Responsabilité de l'employeur et respect de la vie privée
L'employeur peut voir sa responsabilité engagée pour une utilisation illicite d'internet par un salarié au travail. Mais si celui-ci agit hors cadre professionnel, l'employeur peut être libéré de sa responsabilité.
L'affaire
Un internaute mécontent du prix des péages des sociétés d'autoroute avait créé, depuis son travail (les locaux de Lucent Technologies), un site critiquant la politique pratiquée par la filiale de la Société des autoroutes du sud de la France (Société Escota). Outre l'utilisation de l'expression ' escroca ' pour désigner ses pages personnelles, le site procédait à des détournements de marque et exposait des messages diffamatoires.

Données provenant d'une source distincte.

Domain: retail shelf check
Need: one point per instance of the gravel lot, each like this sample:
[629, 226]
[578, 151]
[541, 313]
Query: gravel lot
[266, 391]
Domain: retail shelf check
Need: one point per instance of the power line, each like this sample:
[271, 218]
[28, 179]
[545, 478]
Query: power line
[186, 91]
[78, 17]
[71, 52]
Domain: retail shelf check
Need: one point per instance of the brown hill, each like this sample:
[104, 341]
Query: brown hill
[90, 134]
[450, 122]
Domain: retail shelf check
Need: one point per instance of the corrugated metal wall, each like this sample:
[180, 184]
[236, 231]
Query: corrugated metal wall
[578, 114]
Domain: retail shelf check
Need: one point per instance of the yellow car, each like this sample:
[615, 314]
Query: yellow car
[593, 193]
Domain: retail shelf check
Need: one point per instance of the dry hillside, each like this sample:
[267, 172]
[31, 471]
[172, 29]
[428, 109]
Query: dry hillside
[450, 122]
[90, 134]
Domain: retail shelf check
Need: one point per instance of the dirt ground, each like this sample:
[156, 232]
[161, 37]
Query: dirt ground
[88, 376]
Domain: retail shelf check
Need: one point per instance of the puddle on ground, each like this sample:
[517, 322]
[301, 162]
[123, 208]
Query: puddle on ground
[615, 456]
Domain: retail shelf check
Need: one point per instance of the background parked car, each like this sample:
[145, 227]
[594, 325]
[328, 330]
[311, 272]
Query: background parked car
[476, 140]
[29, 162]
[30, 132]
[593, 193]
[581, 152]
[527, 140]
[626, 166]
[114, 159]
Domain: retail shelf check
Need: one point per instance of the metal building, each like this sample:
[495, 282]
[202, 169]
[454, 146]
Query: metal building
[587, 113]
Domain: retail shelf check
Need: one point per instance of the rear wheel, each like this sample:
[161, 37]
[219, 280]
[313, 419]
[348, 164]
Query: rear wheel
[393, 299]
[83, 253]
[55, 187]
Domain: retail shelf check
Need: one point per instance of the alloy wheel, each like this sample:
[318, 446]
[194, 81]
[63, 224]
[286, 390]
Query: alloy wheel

La société d'autoroute a saisi la justice contre son auteur, et contre la société l'employant, considérant qu'elle avait fourni les moyens de réaliser l'infraction. Le TGI de Marseille(1) ayant retenu la responsabilité de l'employeur sur la base de l'article 1384 alinéa 5 du Code civil(2), a fait appel. La cour d'appel a confirmé la condamnation de l'employeur(3).La responsabilité civile de l'employeur
Pour retenir la responsabilité de l'employeur, les magistrats ont pris en compte le fait que le salarié ' a agi avec l'autorisation de son employeur, qui avait d'ailleurs permis à son personnel, selon une note de service du 13 juillet 1999, d'utiliser les équipements informatiques mis à leur disposition pour consulter d'autres sites que ceux présentant un intérêt en relation directe avec leur activité '. Cette note a été interprétée tant par le tribunal que par la cour d'appel comme autorisant la libre consultation des sites, mais aussi comme n'imposant aucune interdiction spécifique. La cour d'appel en déduit que la faute du salarié a été commise dans le cadre de ses fonctions. Notant que ce dernier ' n'a pas agi à des fins étrangères à ses attributions, puisque selon le règlement précité, il était même autorisé à disposer d'un accès à internet, y compris hors de ses heures de travail '.Dans ces conditions, la cour d'appel a confirmé la condamnation de l'employeur sur le fondement de l'article 1384 alinéa 5 du Code civil. L'employeur n'est condamné, en pratique, qu'à prendre en charge la moitié des frais de procédure (5 000 euros, article 700 du NCPC) et des frais de publication de l'arrêt (limités à 5 000 euros par insertion). Toutefois, cet arrêt vient faire peser un risque juridique supplémentaire sur les employeurs.(1) TGI Marseille, 11 juin 2003, 1ère ch. civ.(2) Les employeurs sont responsables du dommage causé par leurs salariés dans les fonctions auxquelles ils les ont employés.
(3) CA Aix-en-Provence, 2e ch., 13 mars 2006.